Transgender dies in custody
ALBUQUERQUE: The death of a transgender woman while in the custody of US Immigration and Customs Enforcement (ICE) has prompted advocates to demand that LGBTQ migrant detainees be freed until their cases are heard.
The outcry came even as President Donald Trump and others increasingly criticise the practice known as “catch and release” in which migrants are freed while subject to deportation.
Federal officials are awaiting the results of an autopsy to determine what caused the death of the 33-year-old Honduran migrant last Friday at an Albuquerque hospital. The woman was admitted after showing symptoms of pneumonia, dehydration and complications associated with HIV.

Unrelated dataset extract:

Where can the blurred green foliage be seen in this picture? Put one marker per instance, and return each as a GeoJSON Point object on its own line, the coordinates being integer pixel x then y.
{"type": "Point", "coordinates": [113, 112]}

Activists identified the migrant as Roxana Hernandez and said she was part of a highly publicised caravan of Central American asylum seekers who travelled through Mexico to the US border at San Diego last month. The effort drew the attention of Mr Trump, who tweeted that they shouldn’t be allowed to enter the US
Authorities listed the woman’s name as Jeffry Hernandez when she was taken into custody in San Diego. She was later transferred to El Paso, Texas, and then to a detention centre in New Mexico where she was housed in the transgender unit.
She was the sixth detainee to die in ICE custody since October 2017.
Some 19 members of Congress on Wednesday sent a letter to Secretary of Homeland Security Kirstjen Nielsen expressing concerns about how LBGTQ migrants are housed and whether they are protected from abuse.
“These individuals, particularly transgender women, are extremely vulnerable to abuse, including sexual assault, while in custody,” said the letter signed by US Rep. Kathleen M. Rice, a Democrat from New York, and 18 other lawmakers.